On the Divine Liturgy
In the Church we have the hands of Christ, His lips and eyes, as well as His heart. His hands are the rites of the Church, the tongue and lips of Christ are is Gospel, and His eyes are the holy Sacraments, through which he peers into our souls. His heart is the Divine Liturgy.
Consider the day lost if you have not heard the Liturgy.
Liturgy is a diamond, a wondrous gift of Christ; Liturgy is a river that refreshes and strengthens, flowing from the side of the crucified Jesus; Liturgy is a golden bridge, the only path to eternal life with Christ.
Learn to love Divine Liturgy—it is a photograph of the life of Christ; it is filled with the most profound meaning. And happy is he who draws from this source of joy, life, and wisdom of Christ.
It [Divine Liturgy] is the axis of the whole world. As a wheel can only turn on its axle, so our world, our wheel of life, can only turn if it has the Divine Liturgy, during which the Bloodless Sacrifice is offered.
There is nothing on earth more precious than Divine Liturgy. If you were to gather the all the valuables of the entire world—dig up all the gold and precious stones, raise all the pearls from the bottom of the sea, and lay them all on one side of the scales, and on the other side place the Liturgy served by the simplest priest in the poorest rural church, then the scales would weigh in favor of Divine Liturgy.

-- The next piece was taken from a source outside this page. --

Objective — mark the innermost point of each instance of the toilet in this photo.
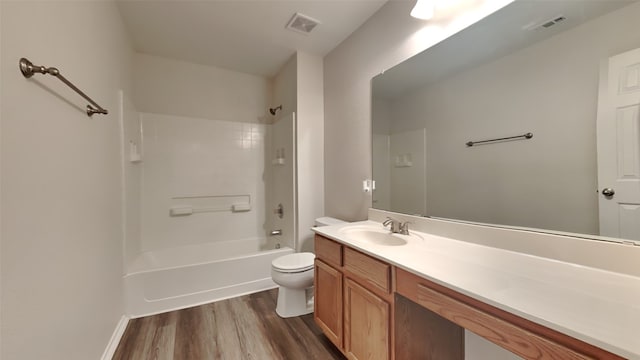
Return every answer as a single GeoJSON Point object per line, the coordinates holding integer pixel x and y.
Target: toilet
{"type": "Point", "coordinates": [294, 274]}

If there were no Liturgy the sun would not give its rays, and the earth would cease to give its fruits.
As a mother at times leads her child by the hand, at times sits near him and watches over him, and at times takes him into her arms and caresses, nurtures and feeds him, so does the Lord in all the church services and home prayers as if takes us by the hand, watches us at a distance; but in the Divine Liturgy He takes us into his embrace, seats us next to Himself and feeds us from His table. At all the services besides the Liturgy we talk with the Lord as if by telephone, communicate with Him as if by telegraph. But in the Divine Liturgy we tell our needs to the Lord directly, face-to-face, and personally thank Him and pray to Him.

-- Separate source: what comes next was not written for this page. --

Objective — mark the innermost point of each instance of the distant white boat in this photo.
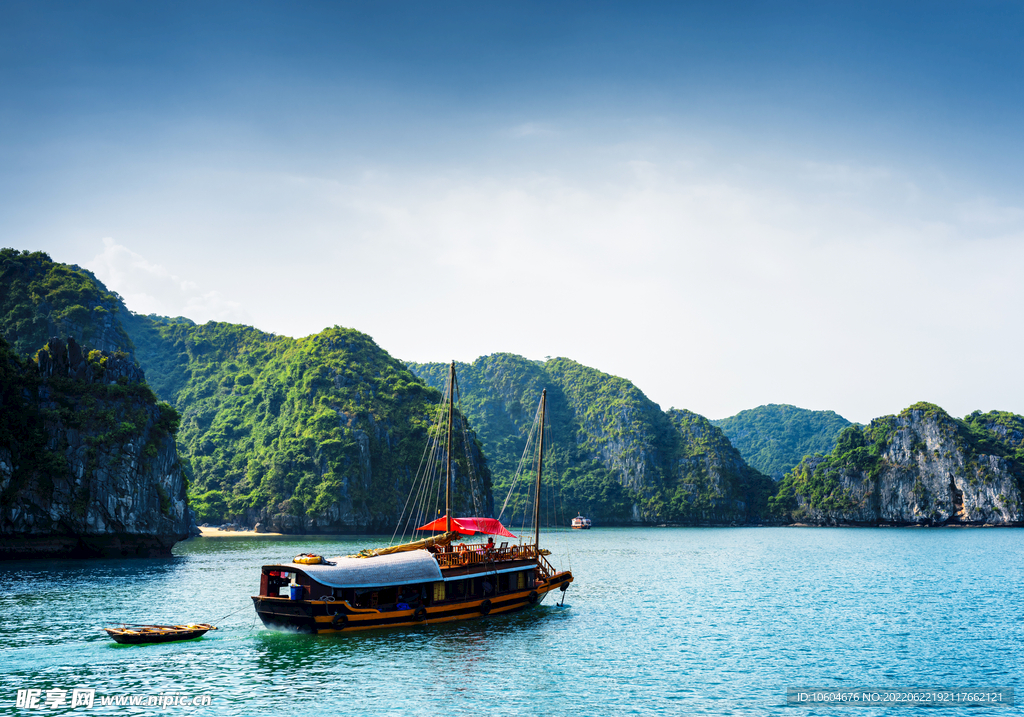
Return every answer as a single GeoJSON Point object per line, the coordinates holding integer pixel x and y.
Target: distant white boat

Divine Liturgy is the window cut out by the Lord to the sinful, unbelieving, adulterous world, through which fresh air enters. If it weren’t for this window, the faithful would suffocate.
The Cross—this is our anchor. The Cross—this is our protection. The merits of the Cross, which we remember every day at the Liturgy, save the world from final destruction.
On Communion
The whole meaning of this earthly life consists in nothing other than the constant preparation of ourselves to receive the Holy Mysteries of Christ, in labors of prayer, temperance, and sincere repentance.
Every minute of your life, remember that you are preparing yourself to receive the Holy Mysteries.
We have to feel that we are a black cloud in order to be illuminated by the lightening flash of Holy Communion.
Communion is the Sun of righteousness that illumines our life, and warms our soul!..
On the spiritual life
The Lord does not cease to care for our souls; He uses every means to free the soul from the power of the devil, to whiten the soul, to lead it into His Heavenly Kingdom. But not only do we not assist the Lord in this, we resist it with all our might, making God’s work more difficult, and increasing the burden of our life.
Scrupulously cleanse your mirror—the heart—with Confession, and then the Lord, the Most Pure Virgin, the angels, the souls of the saints, and Heaven will look into it. But if you don’t cleanse this mirror, if you soil it and let it go, then the devil, hell, and all abomination will look into it and be reflected in it.
The human heart is never empty—in it lives either the Lord or the devil. There can be no emptiness. Man works either for the Lord, or for the devil.
The knowledge of God is not just the mind’s conviction that He exists, but an absolutely extraordinary sensation of His existence and closeness.
All ascetic labors, prayer, and prostrations are only the path to the one goal. The prayer rule that we read is the path. But if the paths do not lead to the goal, they are taken up in vain. If a traveler walks down a road but does not reach the city to which he was headed, then what was the point of his traveling? It is the same with spiritual life: If a person does not reach the goal—to inculcate the remembrance of God in himself, to achieve a state of continually walking before the face of the Lord—it means that his labors of prayer and other ascetic labors were in vain.
When we will continually remember that the Lord is near and watching after us, that He sees our every deed, hears our every word, and knows our every thought, and that even when we sleep there is an Unsleeping Eye watching over us—only then will we cease to sin, because the salvific fear of God will abide in our hearts.